マロンは、ゲージを開けると飛び出してきて、高級そうなソファの上に飛び乗って、おしっこしちゃった。
「マロン!」
ウチでいた時は、そんな粗相しなかったのに……。
「ああ、良いです。あのソファ、来週捨てるんで」
んー、そう言う問題じゃないんだけど。
取り敢えず、粗相の後始末をした後、マロ ンと一緒に事務所に向かったの。
ん?
何で私が粗相の後始末したの?
「まぁ、こう言う訳なんで、あのマンションに住まへんかなぁ、と」
別に、私が会話を省略した訳じゃないわよ。
事務所に着いて、古いソファセットに座った途端に、山本社長が放った言葉。
「何の事ですか?」
誰でも、そうなるでしょ?
そこに、新しい登場人物がお茶を持ってきてくれた。
「しゃちょぉ、それじゃ、何の事か分からないわよ」
物凄い露出の高い、と言うか胸元全開シャツに真っ赤なタイトなミニスカート、と言う典型的愛人秘書なお姉さんだった。
「初めまして、私、しゃちょぉ秘書の沙織でぇす」
「あ、初めまして。前川沙知です」
「お金、要るんでしょ?」
順序立てて話せる人は居ないのか?
「沙織さん、僕が」
社長デスクの上の書類に埋もれてたマネージャーさんが、書類を一冊もって現れた。
「これ」
それは探偵事務所からの書類だった。
私の事調べたんだ。
なんか、凄く嫌な気分。
「ごめんね、うちで所属するタレントや社員は皆調べるんだよ。

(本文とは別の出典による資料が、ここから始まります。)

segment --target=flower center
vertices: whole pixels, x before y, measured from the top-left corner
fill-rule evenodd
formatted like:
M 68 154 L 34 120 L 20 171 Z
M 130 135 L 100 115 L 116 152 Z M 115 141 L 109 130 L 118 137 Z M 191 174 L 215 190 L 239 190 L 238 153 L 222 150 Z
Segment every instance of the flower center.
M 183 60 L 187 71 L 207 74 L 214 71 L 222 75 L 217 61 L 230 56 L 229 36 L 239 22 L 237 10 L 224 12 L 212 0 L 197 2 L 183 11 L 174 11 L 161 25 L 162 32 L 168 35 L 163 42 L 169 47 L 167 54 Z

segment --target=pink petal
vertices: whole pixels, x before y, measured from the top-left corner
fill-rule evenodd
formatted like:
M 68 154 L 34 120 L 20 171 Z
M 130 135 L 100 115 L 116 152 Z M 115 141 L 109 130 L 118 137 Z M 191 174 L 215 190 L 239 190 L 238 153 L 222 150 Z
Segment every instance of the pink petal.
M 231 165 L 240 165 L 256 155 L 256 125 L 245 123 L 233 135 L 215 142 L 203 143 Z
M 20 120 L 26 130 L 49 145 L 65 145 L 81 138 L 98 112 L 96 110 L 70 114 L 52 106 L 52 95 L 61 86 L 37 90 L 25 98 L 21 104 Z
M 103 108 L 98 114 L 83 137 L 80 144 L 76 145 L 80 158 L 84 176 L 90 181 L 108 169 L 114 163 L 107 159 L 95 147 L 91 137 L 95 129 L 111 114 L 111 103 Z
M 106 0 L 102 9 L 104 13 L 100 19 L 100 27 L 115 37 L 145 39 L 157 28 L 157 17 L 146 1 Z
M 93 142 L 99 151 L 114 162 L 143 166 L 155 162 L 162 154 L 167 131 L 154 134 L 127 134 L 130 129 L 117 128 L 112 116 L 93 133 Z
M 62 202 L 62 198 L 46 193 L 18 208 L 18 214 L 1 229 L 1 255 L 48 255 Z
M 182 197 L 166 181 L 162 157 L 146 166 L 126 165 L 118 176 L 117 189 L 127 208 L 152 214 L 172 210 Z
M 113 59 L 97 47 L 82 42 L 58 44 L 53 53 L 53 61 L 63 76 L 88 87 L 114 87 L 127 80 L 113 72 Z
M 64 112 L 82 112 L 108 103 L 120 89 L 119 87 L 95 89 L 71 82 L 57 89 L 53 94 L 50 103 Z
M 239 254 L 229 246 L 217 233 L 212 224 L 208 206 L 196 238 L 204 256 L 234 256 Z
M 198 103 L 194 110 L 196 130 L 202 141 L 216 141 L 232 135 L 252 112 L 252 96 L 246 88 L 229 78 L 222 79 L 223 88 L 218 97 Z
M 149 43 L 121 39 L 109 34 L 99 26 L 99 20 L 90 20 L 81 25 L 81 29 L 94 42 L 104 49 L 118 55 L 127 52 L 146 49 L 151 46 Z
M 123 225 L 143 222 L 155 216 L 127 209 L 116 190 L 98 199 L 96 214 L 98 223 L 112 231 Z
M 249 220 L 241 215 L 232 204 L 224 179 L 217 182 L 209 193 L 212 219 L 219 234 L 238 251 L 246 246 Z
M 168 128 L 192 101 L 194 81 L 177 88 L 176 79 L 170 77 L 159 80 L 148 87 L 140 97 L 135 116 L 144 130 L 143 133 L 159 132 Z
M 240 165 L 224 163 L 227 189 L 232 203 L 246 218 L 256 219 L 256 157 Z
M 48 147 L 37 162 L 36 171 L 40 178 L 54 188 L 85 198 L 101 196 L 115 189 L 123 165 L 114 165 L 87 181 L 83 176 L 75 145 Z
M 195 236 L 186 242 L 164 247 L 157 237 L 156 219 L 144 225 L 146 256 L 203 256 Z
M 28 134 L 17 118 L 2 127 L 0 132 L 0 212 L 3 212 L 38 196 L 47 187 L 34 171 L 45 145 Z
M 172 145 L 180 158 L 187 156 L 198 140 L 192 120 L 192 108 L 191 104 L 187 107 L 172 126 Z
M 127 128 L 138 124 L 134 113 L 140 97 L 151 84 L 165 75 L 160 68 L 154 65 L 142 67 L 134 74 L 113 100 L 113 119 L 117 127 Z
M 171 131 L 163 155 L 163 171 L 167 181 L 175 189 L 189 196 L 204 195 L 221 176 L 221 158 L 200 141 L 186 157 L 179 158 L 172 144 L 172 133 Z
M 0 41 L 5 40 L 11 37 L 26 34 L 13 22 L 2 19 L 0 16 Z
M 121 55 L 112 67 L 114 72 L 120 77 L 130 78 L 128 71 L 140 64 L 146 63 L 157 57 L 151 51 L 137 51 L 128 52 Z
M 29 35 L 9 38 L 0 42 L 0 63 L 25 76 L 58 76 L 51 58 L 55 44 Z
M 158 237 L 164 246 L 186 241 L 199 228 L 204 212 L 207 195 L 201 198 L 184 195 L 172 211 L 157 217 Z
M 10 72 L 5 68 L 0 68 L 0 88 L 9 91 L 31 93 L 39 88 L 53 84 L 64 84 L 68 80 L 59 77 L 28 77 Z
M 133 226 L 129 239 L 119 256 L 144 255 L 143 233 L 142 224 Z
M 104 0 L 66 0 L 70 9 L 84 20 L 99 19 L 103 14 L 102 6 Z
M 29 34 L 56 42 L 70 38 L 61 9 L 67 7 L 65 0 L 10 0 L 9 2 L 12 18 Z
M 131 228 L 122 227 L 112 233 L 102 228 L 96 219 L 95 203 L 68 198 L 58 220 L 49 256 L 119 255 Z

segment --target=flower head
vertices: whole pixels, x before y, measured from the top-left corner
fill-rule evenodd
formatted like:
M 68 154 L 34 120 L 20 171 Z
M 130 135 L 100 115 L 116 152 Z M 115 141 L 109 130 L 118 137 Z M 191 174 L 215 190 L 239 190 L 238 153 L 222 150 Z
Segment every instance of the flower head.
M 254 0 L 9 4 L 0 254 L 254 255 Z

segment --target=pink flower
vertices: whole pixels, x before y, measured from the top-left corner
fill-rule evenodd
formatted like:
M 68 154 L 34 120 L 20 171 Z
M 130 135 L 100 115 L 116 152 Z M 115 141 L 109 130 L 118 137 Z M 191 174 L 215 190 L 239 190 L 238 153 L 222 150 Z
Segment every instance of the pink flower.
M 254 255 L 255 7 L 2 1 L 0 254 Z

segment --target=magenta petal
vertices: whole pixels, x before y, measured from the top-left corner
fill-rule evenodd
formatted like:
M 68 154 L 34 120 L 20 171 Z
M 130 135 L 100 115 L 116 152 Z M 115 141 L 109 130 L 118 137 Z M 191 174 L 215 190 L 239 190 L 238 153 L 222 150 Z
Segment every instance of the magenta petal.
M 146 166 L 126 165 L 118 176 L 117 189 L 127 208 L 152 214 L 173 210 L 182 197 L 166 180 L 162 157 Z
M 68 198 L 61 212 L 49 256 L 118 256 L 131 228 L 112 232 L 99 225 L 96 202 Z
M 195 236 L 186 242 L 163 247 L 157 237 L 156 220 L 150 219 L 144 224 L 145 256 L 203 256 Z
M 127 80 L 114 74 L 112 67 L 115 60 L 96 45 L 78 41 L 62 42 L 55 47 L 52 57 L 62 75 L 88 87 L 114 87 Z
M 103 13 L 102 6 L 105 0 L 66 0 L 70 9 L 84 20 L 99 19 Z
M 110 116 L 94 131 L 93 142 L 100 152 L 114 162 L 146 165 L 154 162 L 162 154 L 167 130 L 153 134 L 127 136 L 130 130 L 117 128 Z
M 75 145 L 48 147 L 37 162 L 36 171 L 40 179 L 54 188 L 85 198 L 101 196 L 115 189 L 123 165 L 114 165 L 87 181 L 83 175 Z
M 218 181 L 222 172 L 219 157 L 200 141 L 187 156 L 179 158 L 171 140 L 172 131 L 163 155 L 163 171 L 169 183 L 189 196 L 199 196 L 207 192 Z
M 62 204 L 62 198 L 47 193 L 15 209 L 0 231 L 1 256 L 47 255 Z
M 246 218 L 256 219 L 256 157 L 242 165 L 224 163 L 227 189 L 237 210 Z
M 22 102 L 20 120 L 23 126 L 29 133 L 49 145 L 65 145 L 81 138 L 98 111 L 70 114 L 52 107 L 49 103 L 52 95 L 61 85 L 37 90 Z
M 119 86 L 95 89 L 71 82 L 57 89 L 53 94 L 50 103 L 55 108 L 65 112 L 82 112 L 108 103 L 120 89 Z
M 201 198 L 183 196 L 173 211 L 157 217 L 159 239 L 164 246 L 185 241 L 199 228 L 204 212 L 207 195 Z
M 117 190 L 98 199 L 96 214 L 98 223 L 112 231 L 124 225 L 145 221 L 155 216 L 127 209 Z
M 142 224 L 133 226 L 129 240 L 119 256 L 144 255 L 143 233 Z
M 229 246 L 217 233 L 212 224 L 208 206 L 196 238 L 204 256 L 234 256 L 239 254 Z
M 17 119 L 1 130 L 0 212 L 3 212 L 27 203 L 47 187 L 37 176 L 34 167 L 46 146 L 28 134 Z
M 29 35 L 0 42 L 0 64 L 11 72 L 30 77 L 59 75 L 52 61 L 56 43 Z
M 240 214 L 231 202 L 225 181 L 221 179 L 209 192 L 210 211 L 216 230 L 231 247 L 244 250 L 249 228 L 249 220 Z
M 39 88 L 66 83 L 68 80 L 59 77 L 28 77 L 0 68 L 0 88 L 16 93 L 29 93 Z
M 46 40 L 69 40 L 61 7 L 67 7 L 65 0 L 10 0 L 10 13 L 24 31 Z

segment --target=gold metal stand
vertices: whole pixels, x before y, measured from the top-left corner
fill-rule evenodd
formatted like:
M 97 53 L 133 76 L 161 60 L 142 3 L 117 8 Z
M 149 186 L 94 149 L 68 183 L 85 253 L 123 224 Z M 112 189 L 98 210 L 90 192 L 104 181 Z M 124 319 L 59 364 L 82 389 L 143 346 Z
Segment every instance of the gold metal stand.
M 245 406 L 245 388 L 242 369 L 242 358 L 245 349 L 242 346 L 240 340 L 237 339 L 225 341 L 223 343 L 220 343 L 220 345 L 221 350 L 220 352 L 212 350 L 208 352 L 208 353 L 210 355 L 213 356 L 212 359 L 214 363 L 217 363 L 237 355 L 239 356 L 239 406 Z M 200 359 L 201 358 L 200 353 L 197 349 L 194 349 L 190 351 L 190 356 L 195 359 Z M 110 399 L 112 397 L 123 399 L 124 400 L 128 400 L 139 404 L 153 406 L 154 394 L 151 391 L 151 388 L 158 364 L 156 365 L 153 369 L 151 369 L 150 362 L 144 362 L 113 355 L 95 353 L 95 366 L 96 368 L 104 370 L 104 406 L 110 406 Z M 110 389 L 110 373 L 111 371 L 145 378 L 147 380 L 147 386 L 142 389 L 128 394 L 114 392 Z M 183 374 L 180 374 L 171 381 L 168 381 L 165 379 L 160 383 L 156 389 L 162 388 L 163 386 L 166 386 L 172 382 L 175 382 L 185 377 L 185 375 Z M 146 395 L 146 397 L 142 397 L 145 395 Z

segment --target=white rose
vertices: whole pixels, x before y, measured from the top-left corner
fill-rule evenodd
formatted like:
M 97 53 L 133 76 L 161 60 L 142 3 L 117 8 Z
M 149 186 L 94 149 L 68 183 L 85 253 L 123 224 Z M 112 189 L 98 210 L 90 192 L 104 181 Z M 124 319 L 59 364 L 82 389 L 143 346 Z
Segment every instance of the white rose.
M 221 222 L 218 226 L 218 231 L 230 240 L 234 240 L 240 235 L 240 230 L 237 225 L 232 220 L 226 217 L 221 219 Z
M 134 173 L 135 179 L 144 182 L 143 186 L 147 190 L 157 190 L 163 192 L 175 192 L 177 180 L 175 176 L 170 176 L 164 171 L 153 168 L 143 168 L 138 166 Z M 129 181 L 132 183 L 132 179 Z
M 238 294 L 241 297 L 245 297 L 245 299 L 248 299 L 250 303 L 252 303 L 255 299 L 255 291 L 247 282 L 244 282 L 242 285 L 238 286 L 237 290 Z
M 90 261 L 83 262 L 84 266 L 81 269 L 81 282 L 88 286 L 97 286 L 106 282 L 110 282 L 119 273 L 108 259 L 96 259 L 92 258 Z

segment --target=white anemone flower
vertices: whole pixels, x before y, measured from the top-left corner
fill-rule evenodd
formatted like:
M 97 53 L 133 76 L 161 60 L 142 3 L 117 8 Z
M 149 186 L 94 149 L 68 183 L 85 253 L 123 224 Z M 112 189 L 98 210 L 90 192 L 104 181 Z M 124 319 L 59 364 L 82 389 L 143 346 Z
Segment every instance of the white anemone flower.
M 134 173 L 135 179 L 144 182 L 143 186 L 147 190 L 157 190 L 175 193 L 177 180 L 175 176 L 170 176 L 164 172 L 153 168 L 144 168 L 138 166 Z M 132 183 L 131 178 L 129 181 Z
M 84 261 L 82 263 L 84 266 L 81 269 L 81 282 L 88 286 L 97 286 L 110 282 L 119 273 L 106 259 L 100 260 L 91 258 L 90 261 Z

悪い人達と関係してるといけないから。社長の主義でね」
だからって、私が調べられる筋合いはないんですけどね。
「ワシ、スカウトしやたん」
された覚えありません。
「ワンコの面倒見てくれって」
それ、スカウトじゃないですよね?
「ウチで働き」
だから、唐突だってば!
しかも、ここで働くって……。
社長室には、このプロダクションに所属する人たちの、際どい水着ポスターが。
ポスターを見てる私に、マネージャーが気が付いたみたい。
「いや、働くって、そう言う意味じゃないから」
「そうよぉ、沙知ちゃんのおっぱいでは、ちょっとね……」
失礼しちゃう!
「ちょっと、沙織さん、話をややこしくしないで下さい」
マネージャーさんの話を要約すると。
最近売れっ子のアイドル南美は、愛犬家としてもブレイクしたんだが、実は全く世話をせず、誰にも懐かない上に、マネージャーさんは犬が苦手。
なのに、愛犬家としての仕事が増えたので、マロンの面倒を見るスタッフが欲しい。
そしたら、マロン自身が見つけたので、調べた。
と言う事。
納得出来るような、出来ないような。